Construction and Mechanism Exploration of Highly Efficient System for Bacterial Ghosts Preparation Based on Engineered Phage ID52 Lysis Protein E

Abstract

Bacterial ghosts (BGs) are hollow bacterial cell envelopes with intact cellular structures, presenting as promising candidates for various biotechnological and biomedical applications. However, the yield and productivity of BGs have encountered limitations, hindering their large-scale preparation and multi-faceted applications of BGs. Further optimization of BGs is needed for the commercial application of BG technology. In this study, we screened out the most effective lysis protein ID52-E-W4A among 13 mutants based on phage ID52 lysis protein E and optimized the liquid culture medium for preparing Escherichia coli Nissle 1917 (EcN). The results revealed a significantly higher lysis rate of ID52-E-W4A compared to that of ID52-E in the 2xYT medium. Furthermore, EcN BGs were cultivated in a fermenter, achieving an initial OD600 as high as 6.0 after optimization, indicating enhanced BG production. Moreover, the yield of ID52-E-W4A-induced BGs reached 67.0%, contrasting with only a 3.1% yield from φX174-E-induced BGs. The extended applicability of the lysis protein ID52-E-W4A was demonstrated through the preparation of Salmonella pullorum ghosts and Salmonella choleraesuis ghosts. Knocking out the molecular chaperone gene slyD and dnaJ revealed that ID52-mediated BGs could still undergo lysis.

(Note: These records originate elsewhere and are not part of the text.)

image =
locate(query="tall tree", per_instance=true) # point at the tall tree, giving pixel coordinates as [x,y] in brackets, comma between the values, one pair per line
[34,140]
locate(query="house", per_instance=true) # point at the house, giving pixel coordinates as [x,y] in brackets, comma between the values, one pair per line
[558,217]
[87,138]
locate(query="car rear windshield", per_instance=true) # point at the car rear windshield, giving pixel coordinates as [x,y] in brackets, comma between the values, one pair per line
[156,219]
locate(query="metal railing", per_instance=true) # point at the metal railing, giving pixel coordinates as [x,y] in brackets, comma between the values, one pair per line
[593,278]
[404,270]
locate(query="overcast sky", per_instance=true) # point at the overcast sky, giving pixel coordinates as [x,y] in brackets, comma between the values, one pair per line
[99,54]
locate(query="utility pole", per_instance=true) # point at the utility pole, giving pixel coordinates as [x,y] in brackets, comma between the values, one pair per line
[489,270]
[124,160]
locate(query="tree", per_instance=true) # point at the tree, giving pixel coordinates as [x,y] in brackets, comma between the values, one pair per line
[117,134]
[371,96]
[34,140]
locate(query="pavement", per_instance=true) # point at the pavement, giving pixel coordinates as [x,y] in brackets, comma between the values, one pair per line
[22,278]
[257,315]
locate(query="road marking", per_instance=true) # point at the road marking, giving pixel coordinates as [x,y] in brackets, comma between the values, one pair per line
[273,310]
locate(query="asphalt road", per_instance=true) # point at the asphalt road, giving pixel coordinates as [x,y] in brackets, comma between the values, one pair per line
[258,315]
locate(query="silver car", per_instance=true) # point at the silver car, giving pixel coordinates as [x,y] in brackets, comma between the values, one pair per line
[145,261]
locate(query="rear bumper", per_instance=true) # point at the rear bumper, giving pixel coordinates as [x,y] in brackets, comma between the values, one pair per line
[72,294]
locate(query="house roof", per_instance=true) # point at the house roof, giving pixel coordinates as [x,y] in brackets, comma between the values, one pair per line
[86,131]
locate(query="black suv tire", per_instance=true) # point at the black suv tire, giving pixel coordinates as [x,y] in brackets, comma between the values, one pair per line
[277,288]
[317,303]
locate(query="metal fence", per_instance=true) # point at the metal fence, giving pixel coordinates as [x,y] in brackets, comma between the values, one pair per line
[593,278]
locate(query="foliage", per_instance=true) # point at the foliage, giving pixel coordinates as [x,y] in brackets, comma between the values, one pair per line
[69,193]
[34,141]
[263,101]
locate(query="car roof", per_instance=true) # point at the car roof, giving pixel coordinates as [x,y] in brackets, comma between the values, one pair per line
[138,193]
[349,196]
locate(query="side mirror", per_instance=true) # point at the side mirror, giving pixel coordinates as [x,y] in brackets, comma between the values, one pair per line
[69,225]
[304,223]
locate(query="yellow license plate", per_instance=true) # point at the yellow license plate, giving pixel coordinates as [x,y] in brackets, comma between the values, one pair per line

Conversely, overexpression of integral membrane enzyme gene mraY resulted in the loss of lysis activity for ID52-E, suggesting that the lysis protein ID52-E may no longer rely on SlyD or DnaJ to function, with MraY potentially being the target of ID52-E. This study introduces a novel approach utilizing ID52-E-W4A for recombinant expression, accelerating the BG formation and thereby enhancing BG yield and productivity.